The Correct Option is A

Understanding the Problem

We are given a galvanometer with a resistance of 54 Ω and a full-scale deflection current of 1 mA. We need to find the resistance R to convert it into a voltmeter reading 50 V, and the shunt resistance r to convert it into an ammeter reading 10 A.

Solution

For Voltmeter:

1. Current Through Voltmeter:

The current flowing through the voltmeter is given by \( I = \frac{V}{R + G} \), where \( G \) is the galvanometer resistance.

2. Substitute Values:

We are given \( V = 50 \, \text{V} \), \( G = 54 \, \Omega \), and \( I = 1 \, \text{mA} = 0.001 \, \text{A} \).

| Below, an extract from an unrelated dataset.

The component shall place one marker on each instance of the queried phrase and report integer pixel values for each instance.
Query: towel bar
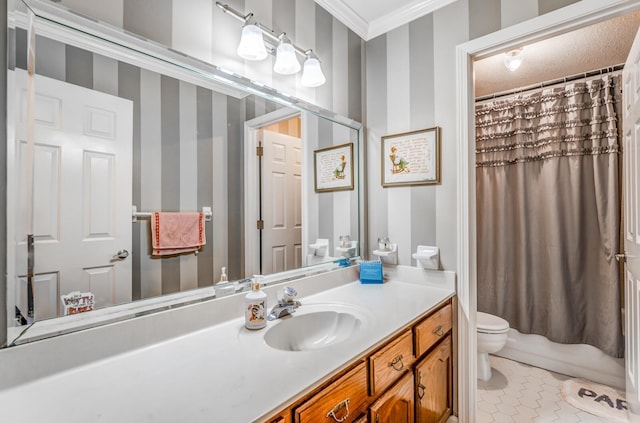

\( 0.001 = \frac{50}{R + 54} \)

3. Solve for R:

\( R + 54 = \frac{50}{0.001} = 50000 \)

\( R = 50000 - 54 = 49946 \, \Omega \)

\( R \approx 50 \, \text{k}\Omega \)

For Ammeter:

1. Shunt Current:

The total current is \( I = 10 \, \text{A} \). The galvanometer current is \( I_g = 1 \, \text{mA} = 0.001 \, \text{A} \). The shunt current is \( I_s = I - I_g \).

\( I_s = 10 - 0.001 \approx 10 \, \text{A} \)

2. Voltage Across Galvanometer and Shunt:

The voltage across the galvanometer and the shunt resistor is the same.

\( I_g G = I_s r \)

3. Substitute Values and Solve for r:

\( (0.001)(54) = (10) r \)

\( r = \frac{0.001 \times 54}{10} = 0.0054 \, \Omega \)

\( r = 5.4 \, \text{m}\Omega \)

Corrected Answers:

The resistance R is approximately \( 50 \, \text{k}\Omega \).

The shunt resistance r is approximately \( 5.4 \, \text{m}\Omega \).